White Papers
Abstract
The accelerator needs transient (temporary) storage to write transient data during various tasks. ‘Transient’ means: this data will be deleted immediately after the task has finished. If the amount of transient data to be written is huge, the writing can lead to a performance impact of the executing task or to resource shortages of the environment. With Accelerator on Z maintenance level 7.5.12 (or later), there are options to configure dedicated storage for transient data.
This document describes these options in detail including the advantages of each option, sizing considerations, setup details, and operational aspects.
Content
- Writing temporary results of extensive sort operations during query processing that cannot be executed exclusively in the system memory.
- Writing replication spill queues when a replication-enabled table is loaded to the accelerator and at the same time new data changes on this table are replicated to the accelerator.
- Writing query results that tend to arrive faster than they can be picked up by the receiving client.
With Accelerator on Z maintenance level 7.5.12 or later, it is possible to define dedicated storage for transient data using one of the following options:
- Define a dedicated transient storage pool on external storage (Option A)
- Use local NVMe (non-volatile memory express) storage – LinuxONE Only- (Option B)
1.1 Define a transient storage pool on external storage (Option A)
1.2 Use local NVMe (non-volatile memory express) storage (Option B)
2 Advantages and recommendations for using dedicated storage for transient data
3 Configuring and using a transient storage pool on external storage (Option A)
3.1 Estimating the size of transient storage pool
3.2 Configuring a transient storage pool on external storage
3.3 Operational considerations when using a transient storage pool
4 Configuring and using local NVMe storage (Option B)
4.1 Estimating the size of local NVMe storage
4.2 Configuring local NVMe storage
1 Overview of dedicated storage options for transient data
- Define a dedicated transient storage pool on external storage (Option A)
- Use local NVMe (non-volatile memory express) storage – LinuxONE Only - (Option B)
Note, that you can only use one or the other option, but not a combination of both.
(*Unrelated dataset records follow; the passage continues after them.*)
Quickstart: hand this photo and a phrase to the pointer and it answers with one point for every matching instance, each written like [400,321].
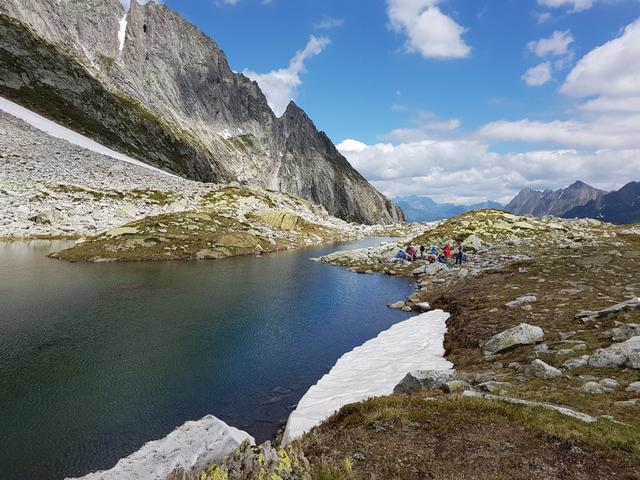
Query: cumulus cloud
[127,3]
[538,75]
[557,44]
[600,145]
[429,31]
[573,5]
[281,86]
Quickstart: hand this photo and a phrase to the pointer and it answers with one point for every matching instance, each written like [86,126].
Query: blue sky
[433,96]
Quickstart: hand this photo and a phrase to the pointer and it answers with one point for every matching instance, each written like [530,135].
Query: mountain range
[621,206]
[580,200]
[151,85]
[424,209]
[549,202]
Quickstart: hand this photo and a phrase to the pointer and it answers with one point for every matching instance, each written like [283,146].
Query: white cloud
[611,70]
[327,23]
[557,44]
[281,86]
[573,5]
[127,3]
[429,32]
[538,75]
[468,171]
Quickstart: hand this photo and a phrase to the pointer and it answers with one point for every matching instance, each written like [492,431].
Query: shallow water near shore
[97,359]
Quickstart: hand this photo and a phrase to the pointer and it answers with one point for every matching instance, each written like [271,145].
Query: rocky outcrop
[549,202]
[523,334]
[182,109]
[191,448]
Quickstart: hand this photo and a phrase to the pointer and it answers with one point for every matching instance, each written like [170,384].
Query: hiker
[460,254]
[401,255]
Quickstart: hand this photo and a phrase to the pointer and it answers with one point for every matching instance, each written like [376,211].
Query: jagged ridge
[180,108]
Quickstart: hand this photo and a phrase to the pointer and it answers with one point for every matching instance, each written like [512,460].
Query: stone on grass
[520,301]
[576,362]
[494,387]
[424,379]
[542,370]
[609,383]
[523,334]
[625,354]
[455,386]
[594,388]
[634,387]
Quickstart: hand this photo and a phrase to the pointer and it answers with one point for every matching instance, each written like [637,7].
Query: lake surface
[97,359]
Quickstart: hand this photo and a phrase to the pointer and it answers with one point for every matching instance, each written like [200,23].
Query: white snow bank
[373,370]
[122,33]
[192,447]
[58,131]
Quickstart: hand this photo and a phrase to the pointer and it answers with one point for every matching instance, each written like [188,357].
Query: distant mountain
[549,202]
[424,209]
[621,206]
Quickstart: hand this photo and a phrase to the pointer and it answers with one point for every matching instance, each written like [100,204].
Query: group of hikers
[433,255]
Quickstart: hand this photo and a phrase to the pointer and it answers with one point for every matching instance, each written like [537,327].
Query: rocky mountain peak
[165,94]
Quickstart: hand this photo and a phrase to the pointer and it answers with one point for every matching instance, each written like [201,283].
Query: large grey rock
[625,354]
[191,447]
[424,379]
[523,334]
[625,332]
[519,302]
[576,362]
[180,108]
[540,369]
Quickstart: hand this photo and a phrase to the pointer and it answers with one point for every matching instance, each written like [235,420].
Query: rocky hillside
[621,206]
[549,202]
[424,209]
[148,83]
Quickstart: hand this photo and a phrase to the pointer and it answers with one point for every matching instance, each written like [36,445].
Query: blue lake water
[97,359]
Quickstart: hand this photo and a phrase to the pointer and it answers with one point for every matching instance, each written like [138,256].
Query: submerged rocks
[190,448]
[424,379]
[523,334]
[542,370]
[521,301]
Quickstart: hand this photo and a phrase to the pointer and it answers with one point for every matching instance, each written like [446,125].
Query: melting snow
[122,33]
[58,131]
[373,370]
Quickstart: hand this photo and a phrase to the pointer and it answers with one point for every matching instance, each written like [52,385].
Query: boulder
[542,370]
[494,387]
[455,386]
[625,332]
[576,362]
[634,387]
[424,379]
[625,354]
[191,448]
[430,269]
[523,334]
[47,217]
[594,388]
[519,302]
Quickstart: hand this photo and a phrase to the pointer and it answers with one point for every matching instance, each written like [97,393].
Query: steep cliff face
[148,72]
[549,202]
[621,206]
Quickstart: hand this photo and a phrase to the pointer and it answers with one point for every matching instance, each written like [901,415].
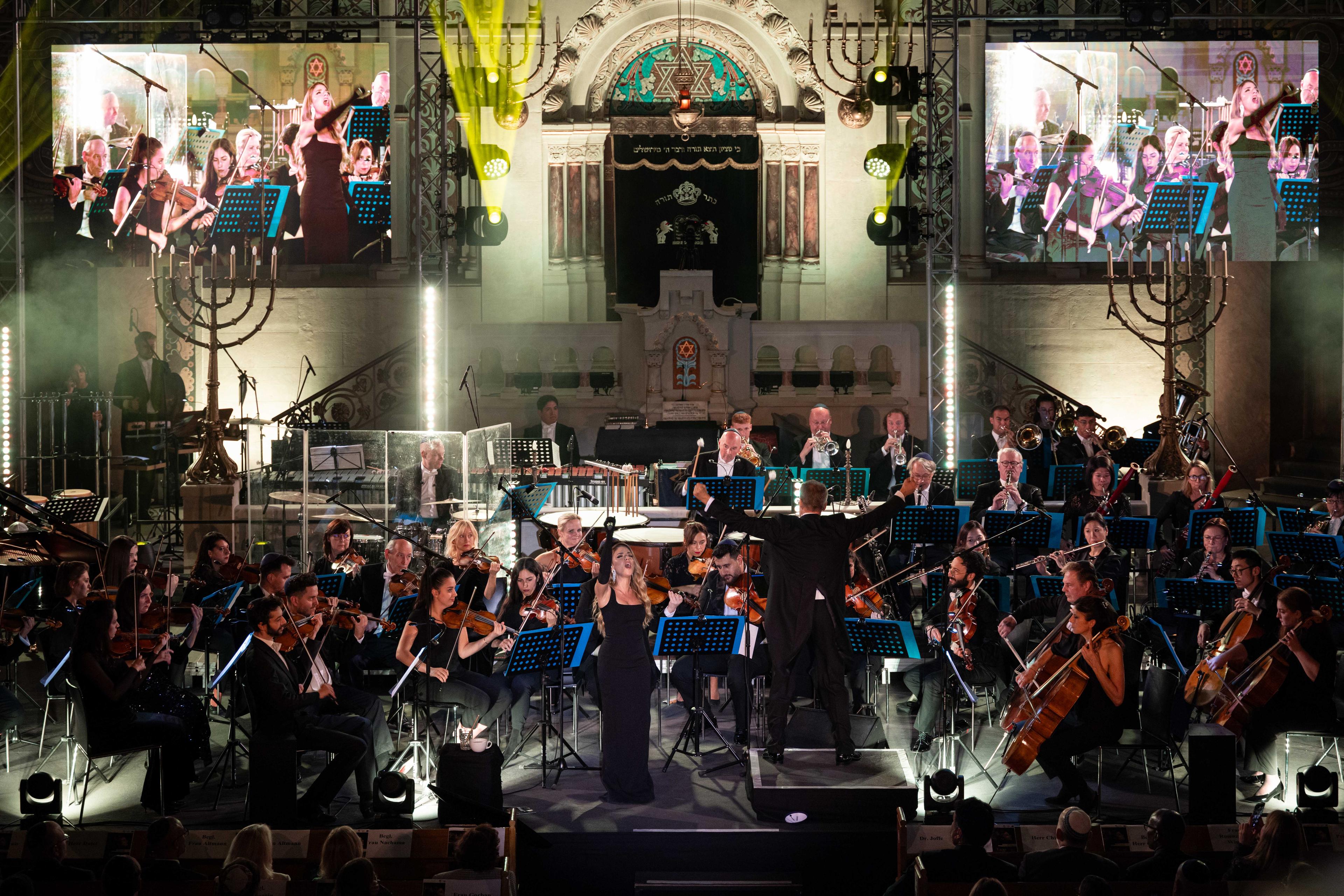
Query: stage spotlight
[482,226]
[40,798]
[944,790]
[885,160]
[1318,796]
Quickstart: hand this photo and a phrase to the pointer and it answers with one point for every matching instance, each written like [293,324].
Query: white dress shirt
[428,491]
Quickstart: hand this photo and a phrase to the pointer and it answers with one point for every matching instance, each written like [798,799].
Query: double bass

If you defined both options then option B takes precedence over option A.
1.1 Define a transient storage pool on external storage (Option A)
A separate storage pool for transient data can be defined on FCP- or FICON-attached storage.
Note: Different storage pools can be deployed on different storage types. For example, the data pool could be deployed on FICON-attached storage and the transient pool on FCP-attached storage.
1.2 Use local NVMe (non-volatile memory express) storage (Option B)
- Is only available for accelerator deployments on LinuxONE machines.
- Is highly recommended for multi-node accelerator deployments. It should be configured directly during initial installation of each new multi-node accelerator.
- Became already available as technical preview with maintenance level 7.5.8 and is fully supported with maintenance level 7.5.12 or later.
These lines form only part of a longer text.